That’s Twisted – A Review of Pediatric Volvulus

פוסט זה זמין גם ב: עברית

October 3, 2024

Written by Joshua Belfer


Pediatric volvulus is associated with a high morbidity and mortality rate but remains a challenging diagnosis. This review highlights pearls and pitfalls of diagnosis and management.

A twist, then a shout…
Volvulus is the twist of the gastrointestinal tract on itself and can occur at both the gastric level and midgut level. Gastric volvulus occurs with the twisting of the stomach, while midgut volvulus most commonly results from malrotation that leads to intestinal twisting. If not promptly diagnosed, both forms can lead to GI tract ischemia and perforation.

Presentation:
While historically thought about as a disease of infancy, all ages can be affected. Gastric volvulus presents with retching either without emesis or with non-bilious emesis. Suspicion can be raised by observing Borchardt’s Triad: inability to pass an NG tube, retching without emesis, and abdominal distension. Midgut volvulus occurs overwhelmingly in infants <1 month of age and presents with emesis that is typically bilious. Vomiting can result in dehydration, and while older patients tend to present with abdominal pain and sometimes constipation, infants may present with lethargy and fussiness.

Workup:
Plain radiographs in gastric volvulus may show abnormalities including a horizontal or spherical stomach along with one or two air-fluid levels. If available, an upper GI contrast series is the modality of choice. Similarly, for midgut volvulus, an upper GI study is the gold standard. Abnormalities can be seen on plain radiographs, including multiple air-fluid levels or a “double bubble” sign similar to duodenal atresia. In severe cases of volvulus with ischemia, pneumatosis may be seen on radiographs.

Management:
Patients with volvulus require emergent pediatric surgical consultation. While operative intervention is ultimately (and quickly!) required, fluid resuscitation, IV antibiotics, and cautious placement of an OG or NG tube is used to help stabilize the patient.

Pearls and Pitfalls:

  • Congenital abnormalities are present in up to 100% of volvulus patients, with congenital diaphragmatic hernia being the most common.
  • Early in the presentation, patients can present with a flat abdomen that then becomes distended.
  • False positive imaging can be seen in children <4 years old due to variation in the location of the duodenojejunal junction.
  • A normal abdominal radiograph does not exclude malrotation or volvulus.
  • Ultrasound can be used for diagnosis.

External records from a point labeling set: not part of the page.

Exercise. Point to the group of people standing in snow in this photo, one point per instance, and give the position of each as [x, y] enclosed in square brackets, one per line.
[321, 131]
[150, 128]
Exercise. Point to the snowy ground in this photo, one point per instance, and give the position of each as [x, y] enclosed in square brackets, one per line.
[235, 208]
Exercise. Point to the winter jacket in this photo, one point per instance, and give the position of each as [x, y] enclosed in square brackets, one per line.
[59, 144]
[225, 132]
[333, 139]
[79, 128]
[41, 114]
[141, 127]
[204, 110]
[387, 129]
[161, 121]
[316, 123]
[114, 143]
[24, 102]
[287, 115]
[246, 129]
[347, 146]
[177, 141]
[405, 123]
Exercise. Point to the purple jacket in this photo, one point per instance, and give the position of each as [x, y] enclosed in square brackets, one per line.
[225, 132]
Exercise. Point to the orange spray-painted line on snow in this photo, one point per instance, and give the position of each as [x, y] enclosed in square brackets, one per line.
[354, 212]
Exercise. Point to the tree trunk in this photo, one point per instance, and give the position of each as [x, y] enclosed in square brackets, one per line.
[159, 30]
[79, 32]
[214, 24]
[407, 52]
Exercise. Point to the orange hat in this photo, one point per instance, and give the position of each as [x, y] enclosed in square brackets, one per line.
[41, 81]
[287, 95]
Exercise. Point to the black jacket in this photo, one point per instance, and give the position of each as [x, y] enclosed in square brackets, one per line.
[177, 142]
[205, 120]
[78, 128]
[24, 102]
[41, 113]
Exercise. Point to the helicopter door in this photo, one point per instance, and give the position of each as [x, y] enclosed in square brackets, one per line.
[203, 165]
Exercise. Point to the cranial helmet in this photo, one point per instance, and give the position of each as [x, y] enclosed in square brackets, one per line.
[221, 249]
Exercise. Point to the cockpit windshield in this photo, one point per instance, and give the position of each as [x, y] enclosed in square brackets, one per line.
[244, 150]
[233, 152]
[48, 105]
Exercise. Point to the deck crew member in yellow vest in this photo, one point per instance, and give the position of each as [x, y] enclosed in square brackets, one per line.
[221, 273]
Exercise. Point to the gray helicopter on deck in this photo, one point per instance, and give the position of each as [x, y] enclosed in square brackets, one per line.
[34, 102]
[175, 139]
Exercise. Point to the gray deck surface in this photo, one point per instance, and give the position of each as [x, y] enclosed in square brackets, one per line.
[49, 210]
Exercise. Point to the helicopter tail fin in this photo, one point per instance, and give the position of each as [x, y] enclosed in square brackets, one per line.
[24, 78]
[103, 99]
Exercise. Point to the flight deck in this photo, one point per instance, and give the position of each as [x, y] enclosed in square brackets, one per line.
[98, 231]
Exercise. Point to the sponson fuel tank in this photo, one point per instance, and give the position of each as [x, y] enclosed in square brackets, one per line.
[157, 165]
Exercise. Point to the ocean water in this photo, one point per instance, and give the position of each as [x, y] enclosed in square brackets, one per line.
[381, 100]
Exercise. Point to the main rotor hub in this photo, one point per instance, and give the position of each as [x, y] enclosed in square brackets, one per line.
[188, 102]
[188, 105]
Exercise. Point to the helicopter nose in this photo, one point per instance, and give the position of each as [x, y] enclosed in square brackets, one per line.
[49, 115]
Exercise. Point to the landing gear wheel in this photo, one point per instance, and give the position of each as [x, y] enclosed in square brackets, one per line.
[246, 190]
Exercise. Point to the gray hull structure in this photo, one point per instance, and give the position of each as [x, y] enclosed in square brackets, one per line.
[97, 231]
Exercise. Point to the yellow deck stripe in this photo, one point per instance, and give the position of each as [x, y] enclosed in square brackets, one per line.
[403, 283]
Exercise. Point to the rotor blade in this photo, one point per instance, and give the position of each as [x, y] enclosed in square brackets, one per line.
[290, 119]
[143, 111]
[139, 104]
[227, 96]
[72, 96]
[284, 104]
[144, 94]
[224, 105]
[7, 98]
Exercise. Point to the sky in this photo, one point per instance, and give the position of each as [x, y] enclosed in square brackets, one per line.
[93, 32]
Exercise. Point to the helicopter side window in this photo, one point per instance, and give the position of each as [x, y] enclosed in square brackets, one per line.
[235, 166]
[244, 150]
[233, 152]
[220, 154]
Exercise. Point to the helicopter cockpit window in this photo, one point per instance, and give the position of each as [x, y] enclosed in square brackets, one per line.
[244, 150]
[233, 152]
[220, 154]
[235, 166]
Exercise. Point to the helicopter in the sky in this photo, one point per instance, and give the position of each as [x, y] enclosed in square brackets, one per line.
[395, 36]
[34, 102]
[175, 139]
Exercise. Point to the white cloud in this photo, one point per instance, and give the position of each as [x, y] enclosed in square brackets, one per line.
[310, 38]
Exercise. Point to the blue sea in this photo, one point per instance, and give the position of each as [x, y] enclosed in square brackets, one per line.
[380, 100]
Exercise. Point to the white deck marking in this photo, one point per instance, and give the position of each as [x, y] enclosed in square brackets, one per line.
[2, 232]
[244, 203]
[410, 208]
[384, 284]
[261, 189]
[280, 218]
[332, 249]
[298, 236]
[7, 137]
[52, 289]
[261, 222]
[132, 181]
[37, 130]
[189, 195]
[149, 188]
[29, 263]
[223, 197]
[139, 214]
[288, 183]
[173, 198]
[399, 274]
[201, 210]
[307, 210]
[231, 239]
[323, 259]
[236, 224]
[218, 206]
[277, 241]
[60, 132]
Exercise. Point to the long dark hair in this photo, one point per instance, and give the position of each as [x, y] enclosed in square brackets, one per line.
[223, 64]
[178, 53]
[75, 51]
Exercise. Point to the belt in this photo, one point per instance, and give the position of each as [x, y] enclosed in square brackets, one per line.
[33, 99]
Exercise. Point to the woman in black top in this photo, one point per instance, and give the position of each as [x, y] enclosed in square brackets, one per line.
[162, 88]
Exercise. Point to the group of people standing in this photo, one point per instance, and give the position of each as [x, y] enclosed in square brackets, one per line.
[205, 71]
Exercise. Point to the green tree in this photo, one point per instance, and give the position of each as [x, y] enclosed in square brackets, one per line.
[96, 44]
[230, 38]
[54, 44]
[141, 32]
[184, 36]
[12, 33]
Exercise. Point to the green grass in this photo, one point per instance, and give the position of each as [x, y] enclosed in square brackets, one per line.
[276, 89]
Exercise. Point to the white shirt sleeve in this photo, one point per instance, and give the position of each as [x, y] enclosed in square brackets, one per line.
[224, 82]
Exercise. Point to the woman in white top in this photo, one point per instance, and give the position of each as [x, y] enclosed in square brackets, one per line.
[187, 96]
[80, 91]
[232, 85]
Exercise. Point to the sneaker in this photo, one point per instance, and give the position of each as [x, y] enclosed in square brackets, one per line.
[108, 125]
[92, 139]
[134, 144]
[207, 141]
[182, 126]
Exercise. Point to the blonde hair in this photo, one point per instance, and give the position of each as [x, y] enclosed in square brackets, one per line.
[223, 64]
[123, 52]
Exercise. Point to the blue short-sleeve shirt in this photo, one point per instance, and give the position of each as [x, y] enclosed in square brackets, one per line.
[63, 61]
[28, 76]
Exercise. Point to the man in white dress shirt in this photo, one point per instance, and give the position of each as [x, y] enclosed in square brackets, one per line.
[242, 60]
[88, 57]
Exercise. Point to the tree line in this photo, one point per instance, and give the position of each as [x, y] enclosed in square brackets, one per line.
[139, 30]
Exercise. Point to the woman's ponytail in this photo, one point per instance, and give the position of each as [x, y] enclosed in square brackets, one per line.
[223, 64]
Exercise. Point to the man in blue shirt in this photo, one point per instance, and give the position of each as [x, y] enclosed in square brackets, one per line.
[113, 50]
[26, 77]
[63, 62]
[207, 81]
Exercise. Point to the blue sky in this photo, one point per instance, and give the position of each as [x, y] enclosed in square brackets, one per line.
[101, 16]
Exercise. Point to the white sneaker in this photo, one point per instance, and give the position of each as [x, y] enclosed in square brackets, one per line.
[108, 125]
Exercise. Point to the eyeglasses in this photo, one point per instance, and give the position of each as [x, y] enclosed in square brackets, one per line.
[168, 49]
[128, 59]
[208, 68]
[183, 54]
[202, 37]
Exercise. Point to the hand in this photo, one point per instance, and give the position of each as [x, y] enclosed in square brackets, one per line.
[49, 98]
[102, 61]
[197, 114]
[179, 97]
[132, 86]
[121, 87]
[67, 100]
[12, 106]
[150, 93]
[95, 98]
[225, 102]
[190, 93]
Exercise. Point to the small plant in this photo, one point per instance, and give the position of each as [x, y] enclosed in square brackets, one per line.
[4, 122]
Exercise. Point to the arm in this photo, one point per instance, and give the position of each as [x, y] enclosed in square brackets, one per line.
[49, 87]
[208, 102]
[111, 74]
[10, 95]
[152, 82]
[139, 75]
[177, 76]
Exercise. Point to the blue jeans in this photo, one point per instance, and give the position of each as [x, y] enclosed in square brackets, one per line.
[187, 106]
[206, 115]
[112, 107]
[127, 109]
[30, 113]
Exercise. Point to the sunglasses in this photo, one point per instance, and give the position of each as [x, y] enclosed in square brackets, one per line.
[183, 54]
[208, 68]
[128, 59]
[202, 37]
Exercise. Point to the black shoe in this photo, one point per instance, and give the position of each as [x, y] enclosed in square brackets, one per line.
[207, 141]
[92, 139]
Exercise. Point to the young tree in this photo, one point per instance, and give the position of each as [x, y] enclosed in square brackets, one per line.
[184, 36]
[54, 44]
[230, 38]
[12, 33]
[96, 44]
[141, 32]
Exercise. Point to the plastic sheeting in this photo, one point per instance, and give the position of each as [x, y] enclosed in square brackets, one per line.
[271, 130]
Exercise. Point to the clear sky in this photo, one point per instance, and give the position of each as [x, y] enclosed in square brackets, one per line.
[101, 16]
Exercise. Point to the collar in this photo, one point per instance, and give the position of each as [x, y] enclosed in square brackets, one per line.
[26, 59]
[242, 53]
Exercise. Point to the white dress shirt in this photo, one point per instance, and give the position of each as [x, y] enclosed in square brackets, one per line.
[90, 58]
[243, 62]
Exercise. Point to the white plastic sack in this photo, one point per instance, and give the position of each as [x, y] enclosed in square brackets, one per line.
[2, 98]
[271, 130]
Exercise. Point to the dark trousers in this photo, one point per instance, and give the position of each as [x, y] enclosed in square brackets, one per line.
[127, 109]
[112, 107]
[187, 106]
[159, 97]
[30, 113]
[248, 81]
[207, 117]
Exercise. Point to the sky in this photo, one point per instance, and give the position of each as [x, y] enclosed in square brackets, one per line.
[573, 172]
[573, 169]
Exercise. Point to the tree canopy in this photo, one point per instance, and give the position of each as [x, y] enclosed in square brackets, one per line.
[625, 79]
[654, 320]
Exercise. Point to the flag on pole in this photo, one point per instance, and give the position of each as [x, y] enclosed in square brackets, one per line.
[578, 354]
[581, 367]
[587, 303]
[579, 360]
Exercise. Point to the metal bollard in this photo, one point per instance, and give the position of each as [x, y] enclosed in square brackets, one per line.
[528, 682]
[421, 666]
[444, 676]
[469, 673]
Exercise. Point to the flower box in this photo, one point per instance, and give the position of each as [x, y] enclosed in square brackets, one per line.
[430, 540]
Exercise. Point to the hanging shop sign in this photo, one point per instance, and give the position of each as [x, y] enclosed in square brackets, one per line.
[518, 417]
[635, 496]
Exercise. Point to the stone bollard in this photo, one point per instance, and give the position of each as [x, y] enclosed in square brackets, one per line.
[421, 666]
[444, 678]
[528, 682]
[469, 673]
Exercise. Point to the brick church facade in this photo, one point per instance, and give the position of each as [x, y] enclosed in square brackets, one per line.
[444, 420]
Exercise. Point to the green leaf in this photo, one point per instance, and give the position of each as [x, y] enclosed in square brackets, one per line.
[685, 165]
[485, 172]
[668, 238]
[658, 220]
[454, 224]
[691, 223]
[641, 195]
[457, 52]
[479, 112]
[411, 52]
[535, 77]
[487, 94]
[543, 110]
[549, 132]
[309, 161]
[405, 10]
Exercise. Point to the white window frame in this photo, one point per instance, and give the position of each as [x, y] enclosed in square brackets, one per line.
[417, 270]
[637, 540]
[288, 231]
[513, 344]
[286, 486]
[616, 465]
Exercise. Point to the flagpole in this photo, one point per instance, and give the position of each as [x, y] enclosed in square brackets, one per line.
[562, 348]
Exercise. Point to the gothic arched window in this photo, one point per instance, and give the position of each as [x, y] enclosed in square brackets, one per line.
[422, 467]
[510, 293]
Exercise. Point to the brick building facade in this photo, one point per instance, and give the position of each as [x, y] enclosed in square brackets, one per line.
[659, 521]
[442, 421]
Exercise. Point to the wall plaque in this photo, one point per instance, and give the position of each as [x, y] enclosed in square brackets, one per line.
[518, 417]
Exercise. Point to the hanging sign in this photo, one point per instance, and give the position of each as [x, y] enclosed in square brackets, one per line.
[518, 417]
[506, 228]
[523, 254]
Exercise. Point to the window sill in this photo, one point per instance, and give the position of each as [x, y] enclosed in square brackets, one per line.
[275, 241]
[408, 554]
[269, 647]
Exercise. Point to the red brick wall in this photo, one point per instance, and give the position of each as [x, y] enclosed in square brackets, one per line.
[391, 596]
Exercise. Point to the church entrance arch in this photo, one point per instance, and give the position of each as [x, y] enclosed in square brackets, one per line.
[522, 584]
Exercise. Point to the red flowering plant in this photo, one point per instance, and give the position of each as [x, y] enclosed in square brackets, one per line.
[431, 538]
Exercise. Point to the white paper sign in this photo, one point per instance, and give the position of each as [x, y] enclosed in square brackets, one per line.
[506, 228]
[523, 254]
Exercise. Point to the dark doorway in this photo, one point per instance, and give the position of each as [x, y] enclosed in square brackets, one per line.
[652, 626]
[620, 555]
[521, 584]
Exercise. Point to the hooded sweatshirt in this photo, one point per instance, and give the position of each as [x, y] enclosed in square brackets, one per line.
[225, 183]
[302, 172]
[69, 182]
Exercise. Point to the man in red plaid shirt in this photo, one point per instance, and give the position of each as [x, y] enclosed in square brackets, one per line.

How will this change my practice?
Given that the majority of midgut volvulus presents in the first month of life, I always include it in the differential for a young infant with vomiting; if the vomiting is bilious, the child has volvulus until proven otherwise. While the classic presentation is bilious emesis, it should also be considered with nonbilious emesis, and certainly if the vomiting is causing significant dehydration. This article does a great job in reviewing the presentation of gastric volvulus, which is less common and can be more difficult to diagnose. A low threshold for imaging young infants with vomiting can help make this diagnosis, although if there is high enough suspicion, patients may need to be transferred to a pediatric center for an upper GI series. Vomiting is a relatively common presentation for infants in the ED, but volvulus is a “can’t miss” diagnosis that can present with non-specific symptoms.

Source
High risk and low incidence diseases: Pediatric digestive volvulus. Am J Emerg Med. 2024 Aug;82:153-160. doi: 10.1016/j.ajem.2024.06.012. Epub 2024 Jun 14. PMID: 38908340.